正良の祖父・大海入道は先頃まで左大臣の職にあった男で、長年、皇位をめぐる様々な諍いごとに首を突っ込んで、国政を混乱させてきた欲深い男だった。勿論、それは彼の政治的一面に過ぎず、長く左の大臣の地位を得てきたのは、その政治手腕がそれなりに評価されていたからだ。
あの男は、念願だった自分の血筋を引く皇子の誕生に狂喜した。そして、すぐさま、後ろ盾のない皇子、つまり私の廃嫡に向かって動き出した。
でも、父はけして首を縦に振らなかった。

物の道理もわからぬ赤子を東宮につけたところで、あれが天子として飾りであってもそれなりの政務をこなすまでには、あと十数年の歳月を必要とするのだ。
外戚は、時に強い後ろ盾となる存在であるけれど、我らが皇族にとっては脅威でもある。
幼き者を天子の座につけて国政を我が物にされるような危険性は、冒せるはずもない。
せめて、正良がもう少し大きくなるのを待てればよかったものを。
あの老人はそれが出来なかった。

なりふり構わぬやり方に、とうとう父は母の進言を受けて右大臣に密かに頭を下げ、公子姫を私の女御に貰い請けて後ろ盾となした。正良の立太子が事実上困難になった事を知ったあの男は、短気をおこして左大臣職を辞して出家した。
私も母宮も胸をなでおろしたものだ。

が、大人しく隠遁生活を送っていればよいものを、未だに、権力を捨てきれずに息子の新左大臣を通してあれこれと横槍を入れてくる老獪は、隙あらばと私の失脚を狙っている。
仮に、私が帝位について正良を東宮に定めたとしたら、あの男は、何か陰謀を企てて私に譲位をせまるに違いない。
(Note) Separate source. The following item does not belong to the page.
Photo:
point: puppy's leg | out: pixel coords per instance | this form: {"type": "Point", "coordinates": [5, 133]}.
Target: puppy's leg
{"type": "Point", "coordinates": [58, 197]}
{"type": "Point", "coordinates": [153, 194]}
そして、正良の外祖父として権力を欲しいままにする気だろう。
あの老人は、正良が大人になるのを静かに待てない。
そうであるから、父帝も私も、大海入道が元気なうちに、正良親王を東宮に推挙するわけにはいかないのだ。
愚かなあの老人は、自分こそが正良の障害であることに気付いていない。
そして、たった一人の弟を退けねばならぬ、私の胸のうちも、理解できない。

そんな事情があって、私は、父を安心させ、ひいては国家を平らかに治めるために、一刻も早く強い後ろ盾を持つ皇子を得る必要があった。
けれど、皇子を産んでいただきたい方には、入内して3年、未だにその兆しは見えない。
右大臣に遠慮して、非公式にではあるが御櫛などに有力な家の姫を配してはみたが、そちらにも気配はない。

今、私に出来ることは、それぐらいしかないというのに。

私は、無力感に唇を噛み締めながら、ただ頭を下げて、父の元を辞したのであった。